Anpassung der Landwirtschaft an den Klimawandel

Projektkurzbeschreibung

Bezeichnung: Anpassung der Landwirtschaft an den Klimawandel im Norden Namibias
Auftraggeber: Bundesministerium für wirtschaftliche Zusammenarbeit und Entwicklung (BMZ)
Land: Namibia
Politischer Träger: Ministry of Agriculture, Water and Forestry (MAWF)
Gesamtlaufzeit: 2015 bis 2019

Ausgangssituation

Namibia ist das trockenste Land südlich der Sahara und gehört zu den Ländern, die am stärksten vom Klimawandel betroffen sind.
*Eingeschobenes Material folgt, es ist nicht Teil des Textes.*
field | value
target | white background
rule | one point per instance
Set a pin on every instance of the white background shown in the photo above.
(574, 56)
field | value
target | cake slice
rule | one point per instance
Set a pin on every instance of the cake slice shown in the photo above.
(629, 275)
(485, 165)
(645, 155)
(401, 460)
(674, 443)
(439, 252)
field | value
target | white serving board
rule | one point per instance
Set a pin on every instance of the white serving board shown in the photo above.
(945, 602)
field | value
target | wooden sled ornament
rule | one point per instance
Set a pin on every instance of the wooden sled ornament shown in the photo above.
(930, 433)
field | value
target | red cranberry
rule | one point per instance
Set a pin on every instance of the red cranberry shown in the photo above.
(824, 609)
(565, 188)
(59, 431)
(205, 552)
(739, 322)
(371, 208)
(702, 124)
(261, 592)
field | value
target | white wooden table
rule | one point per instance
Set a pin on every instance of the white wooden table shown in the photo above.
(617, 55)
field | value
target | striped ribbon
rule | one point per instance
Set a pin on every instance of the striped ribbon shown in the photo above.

Insbesondere im dichter besiedelten Norden Namibias wird dadurch die Ernährungssicherheit bedroht. Mehr als die Hälfte der 2,1 Millionen Einwohner Namibias lebt in dieser Region. Hauptaktivität ist die Subsistenzlandwirtschaft, die überwiegend als Regenfeldbau betrieben wird. Dabei wird die Arbeit häufig von älteren Personen verrichtet, während die jüngere Generation in städtische Gebiete abwandert.
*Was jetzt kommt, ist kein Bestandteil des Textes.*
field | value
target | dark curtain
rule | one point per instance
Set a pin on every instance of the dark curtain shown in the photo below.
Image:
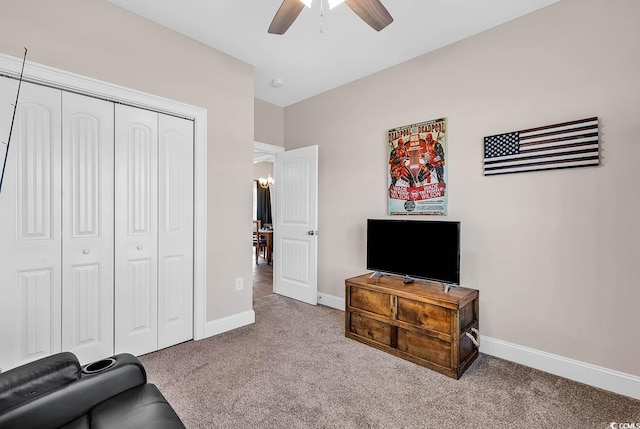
(264, 205)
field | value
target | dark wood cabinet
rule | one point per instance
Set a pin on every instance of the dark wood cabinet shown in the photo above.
(419, 322)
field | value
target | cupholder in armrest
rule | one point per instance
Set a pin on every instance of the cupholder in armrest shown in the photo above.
(99, 366)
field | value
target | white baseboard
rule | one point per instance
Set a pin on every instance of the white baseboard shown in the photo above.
(331, 301)
(603, 378)
(218, 326)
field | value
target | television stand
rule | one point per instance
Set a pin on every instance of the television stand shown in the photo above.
(419, 322)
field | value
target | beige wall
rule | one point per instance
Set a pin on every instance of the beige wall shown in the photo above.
(269, 123)
(554, 254)
(262, 169)
(97, 39)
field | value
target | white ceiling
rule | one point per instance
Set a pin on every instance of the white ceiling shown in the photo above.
(310, 62)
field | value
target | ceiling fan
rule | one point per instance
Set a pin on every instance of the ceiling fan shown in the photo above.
(370, 11)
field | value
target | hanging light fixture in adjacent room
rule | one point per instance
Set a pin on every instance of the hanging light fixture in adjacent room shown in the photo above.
(264, 183)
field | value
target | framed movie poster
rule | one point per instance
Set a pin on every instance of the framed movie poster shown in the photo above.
(417, 176)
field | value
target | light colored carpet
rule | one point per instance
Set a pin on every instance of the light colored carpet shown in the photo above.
(294, 368)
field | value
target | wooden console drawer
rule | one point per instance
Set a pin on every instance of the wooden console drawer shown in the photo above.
(419, 322)
(369, 328)
(371, 301)
(425, 347)
(425, 315)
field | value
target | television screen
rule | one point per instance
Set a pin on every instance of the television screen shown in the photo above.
(420, 249)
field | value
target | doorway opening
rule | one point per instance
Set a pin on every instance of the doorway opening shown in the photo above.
(263, 216)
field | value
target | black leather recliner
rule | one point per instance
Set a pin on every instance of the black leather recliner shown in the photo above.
(55, 392)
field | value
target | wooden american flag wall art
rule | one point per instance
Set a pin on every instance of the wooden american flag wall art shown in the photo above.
(565, 145)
Sowohl Ackerbau als auch Viehhaltung weisen eine geringe Produktivität auf. Im Ackerbau mit den Hauptfrüchten Hirse und Mais liegt dies vor allem an unfruchtbaren Böden und unzuverlässigen Regenfällen. Wo möglich, betreiben die Bäuerinnen und Bauern Wanderfeldbau und roden periodisch neue Flächen. Da organischer und mineralischer Dünger kaum verwendet wird, sinkt auch hier die Bodenfruchtbarkeit schnell. Einige wenige Kleinbetriebe bewässern ihre Felder, allerdings ist das Potenzial für Bewässerungslandwirtschaft begrenzt; zudem ist die Methode sehr kapitalintensiv.

Aufgrund des Klimawandels werden weitere Produktivitätseinbußen für die Region vorhergesagt. Besonders der Ackerbau ist heute schon vom Klimawandel betroffen. Temperaturen und die Variabilität der Niederschläge steigen stark, Dürreperioden und Fluten treten häufiger auf. Im Jahr 2050 kann mit den heutigen Methoden vermutlich nur noch in Ost-Kavango und Zambezi Regenfeldbau betrieben werden.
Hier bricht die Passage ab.